Four hundred and sixty three….. Four hundred sixty four…
She was two years old when the atomic bomb was dropped on the morning of August 6, 1945. Her name is Sadako Sasaki and her home is about a mile from the center of the explosion. She grew up just like any ordinary girl, whose immediate goal is to be the fastest runner on the relay contest at their school Field Day and someday make it to their junior high school team. Her mother often tells people that Sadako learned to run before she could even walk.
On a cold, winter day of February, Sadako was running on a school yard where she fell on the ground. Her parents are worried so they brought Sadako to the Red Cross Hospital.
Sadako developed a swelling on her neck and behind her ears; later on purple spots had appeared on her legs. During that time, there has been an increase case of similar symptoms among the surviving children of the tragedy and later on was identified as “leukemia” caused nonetheless by radiation, but commonly called among locals as the “atomic bomb disease”. Her condition has worsened; she was hospitalized and given a year to live. Sadako was afraid that she will be like the others, who entered the hospital and never come out again.

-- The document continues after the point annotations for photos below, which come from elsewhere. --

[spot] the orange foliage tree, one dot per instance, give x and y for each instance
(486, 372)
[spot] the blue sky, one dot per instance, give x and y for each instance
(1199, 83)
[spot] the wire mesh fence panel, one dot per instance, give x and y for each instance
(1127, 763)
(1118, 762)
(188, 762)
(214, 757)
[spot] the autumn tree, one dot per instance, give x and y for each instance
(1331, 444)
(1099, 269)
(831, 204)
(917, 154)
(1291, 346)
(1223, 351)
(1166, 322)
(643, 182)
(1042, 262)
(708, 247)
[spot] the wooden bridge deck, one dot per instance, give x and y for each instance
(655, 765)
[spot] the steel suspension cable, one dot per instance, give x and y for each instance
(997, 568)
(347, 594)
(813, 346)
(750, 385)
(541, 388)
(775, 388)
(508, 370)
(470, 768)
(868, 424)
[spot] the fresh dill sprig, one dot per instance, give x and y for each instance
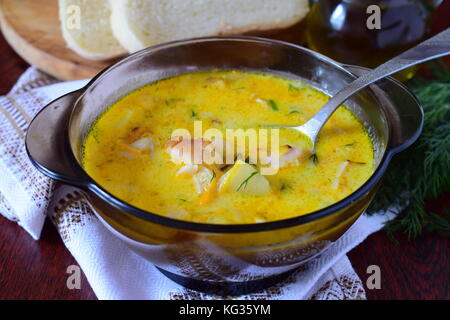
(422, 172)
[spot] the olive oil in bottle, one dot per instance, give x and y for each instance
(338, 29)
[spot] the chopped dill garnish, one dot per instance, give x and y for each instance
(273, 105)
(245, 182)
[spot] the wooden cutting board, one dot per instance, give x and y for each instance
(31, 27)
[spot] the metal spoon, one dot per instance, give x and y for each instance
(435, 47)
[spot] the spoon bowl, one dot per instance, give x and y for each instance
(435, 47)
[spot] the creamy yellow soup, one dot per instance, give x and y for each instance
(132, 152)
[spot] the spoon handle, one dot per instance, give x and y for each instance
(435, 47)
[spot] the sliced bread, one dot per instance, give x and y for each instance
(86, 28)
(138, 24)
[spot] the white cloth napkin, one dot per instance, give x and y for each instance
(113, 271)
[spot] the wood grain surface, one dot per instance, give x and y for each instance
(32, 28)
(29, 269)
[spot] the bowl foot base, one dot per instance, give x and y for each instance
(226, 288)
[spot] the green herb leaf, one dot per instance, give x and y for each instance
(273, 105)
(245, 182)
(421, 172)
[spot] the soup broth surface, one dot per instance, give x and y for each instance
(131, 150)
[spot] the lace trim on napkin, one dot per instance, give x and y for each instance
(35, 196)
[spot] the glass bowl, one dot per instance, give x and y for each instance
(224, 259)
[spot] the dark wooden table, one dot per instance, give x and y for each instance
(31, 269)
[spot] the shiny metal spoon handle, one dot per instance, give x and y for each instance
(432, 48)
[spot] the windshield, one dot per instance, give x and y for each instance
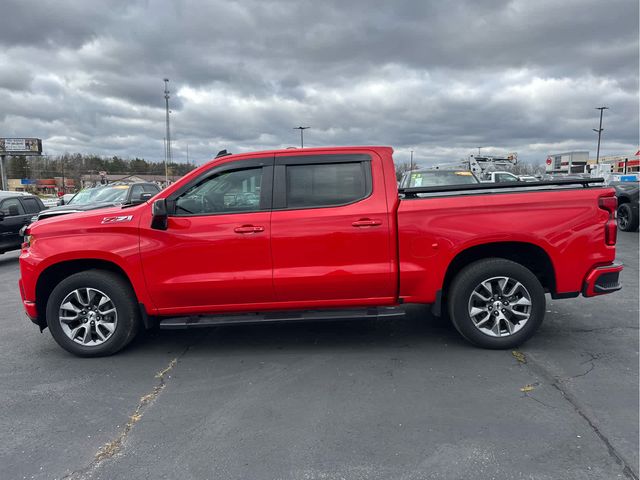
(433, 178)
(114, 194)
(84, 196)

Her frequent visitor is her best friend Chizuko Hamamoto, who on one of her visits folded a piece of golden paper crane in reference to the Japanese belief that anyone who folded a 1, 000 origami cranes can have their wish granted by Gods. Chizuko only wish is for her friend sickness to go away.

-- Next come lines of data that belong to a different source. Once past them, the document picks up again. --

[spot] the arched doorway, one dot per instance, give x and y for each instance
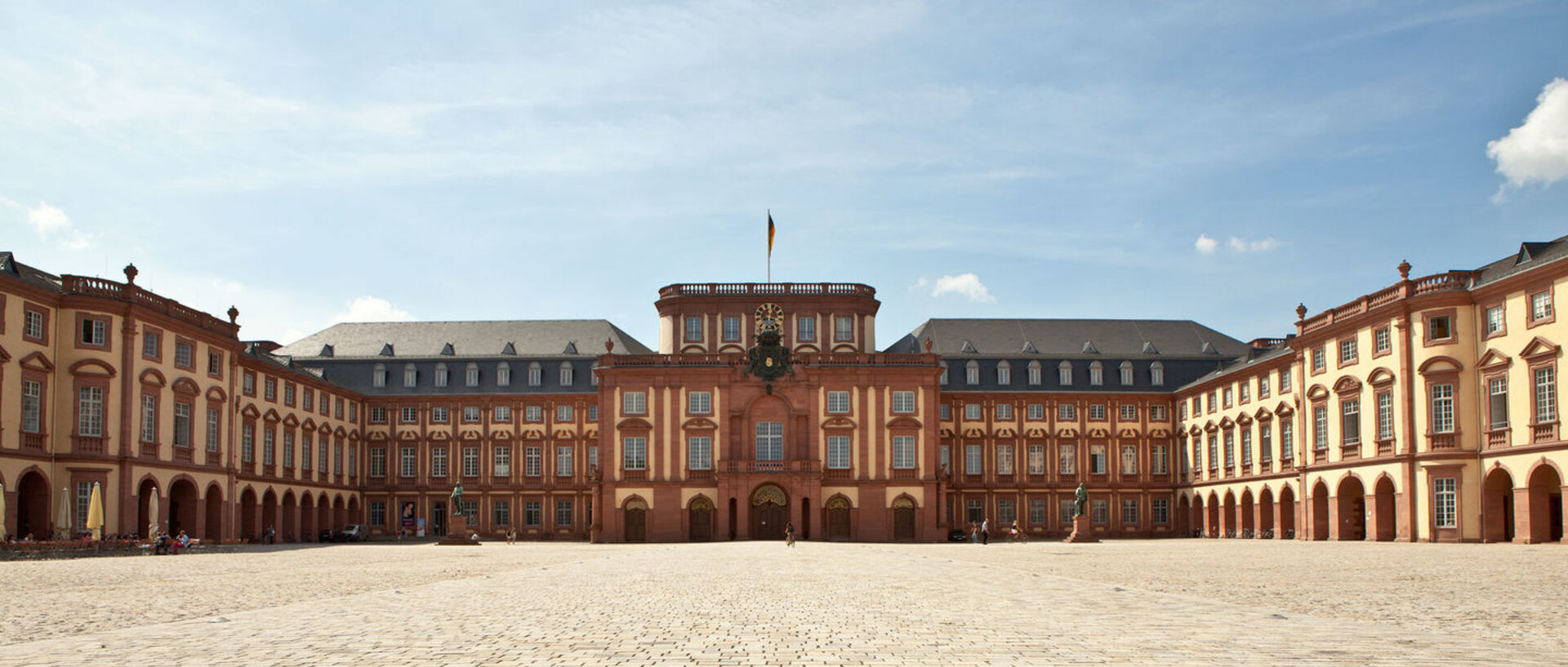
(308, 525)
(1264, 513)
(768, 513)
(1547, 505)
(1319, 511)
(700, 518)
(1352, 511)
(1247, 513)
(903, 518)
(182, 508)
(635, 520)
(1498, 506)
(32, 508)
(248, 528)
(838, 518)
(212, 530)
(1286, 514)
(1383, 508)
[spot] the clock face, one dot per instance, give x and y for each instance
(770, 317)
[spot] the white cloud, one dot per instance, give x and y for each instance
(1254, 247)
(966, 286)
(1539, 149)
(371, 309)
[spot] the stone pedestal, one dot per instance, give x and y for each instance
(1082, 531)
(458, 533)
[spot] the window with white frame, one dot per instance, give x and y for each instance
(838, 451)
(700, 453)
(903, 451)
(770, 440)
(634, 453)
(700, 402)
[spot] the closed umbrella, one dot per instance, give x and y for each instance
(153, 514)
(96, 513)
(63, 517)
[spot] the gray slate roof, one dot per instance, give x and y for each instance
(1065, 339)
(470, 340)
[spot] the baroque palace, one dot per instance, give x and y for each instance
(1424, 411)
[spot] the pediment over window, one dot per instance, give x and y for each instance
(1539, 348)
(1380, 376)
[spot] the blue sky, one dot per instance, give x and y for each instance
(1218, 162)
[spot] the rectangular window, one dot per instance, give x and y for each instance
(408, 465)
(843, 327)
(634, 453)
(533, 460)
(1443, 409)
(501, 459)
(470, 462)
(700, 453)
(182, 425)
(770, 440)
(564, 460)
(903, 451)
(1037, 511)
(700, 402)
(90, 411)
(1445, 501)
(212, 429)
(1545, 395)
(1351, 421)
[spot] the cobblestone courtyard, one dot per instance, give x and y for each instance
(1172, 602)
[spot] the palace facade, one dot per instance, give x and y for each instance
(1424, 411)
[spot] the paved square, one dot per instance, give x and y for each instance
(1172, 602)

Wanted to heal and to be able to go back to school, Sadako started folding paper cranes with one goal in mind- to complete the 1,000 origami cranes. She asked her brother to hang them on the ceiling of her hospital room and whenever she look at them, the paper cranes give her a surge of energy and more willingness to get better.
Despite running out of papers, Sadako is determined to reach her goal by using whatever paper available at the hospital; she would ask other patients if she can use the papers from their presents, while Chizuko also brings papers from school and Nurse Yasunaga often gave her the packages of medicines.
At the age of 12, on the morning of October 25, 1955, surrounded by her family, Sadako Sasaki passed away. She completed only 644 origami cranes.
Her schoolmates completed the remaining 356 paper cranes. All thousand cranes were buried together with Sadako.
A collection of Sadako’s letters was published by friends and schoolmates in order to raise funds to build a memorial dedicated for her and all the children who died from the effects of the atomic bomb. In 1958, Sadako Sasaki statue holding a golden crane with outstretched hand (Children’s Peace Monument) was unveiled at Hiroshima Peace Park and a Folded Crane Club was organized in her honor.
“This is our cry. This is our prayer. Peace on Earth.”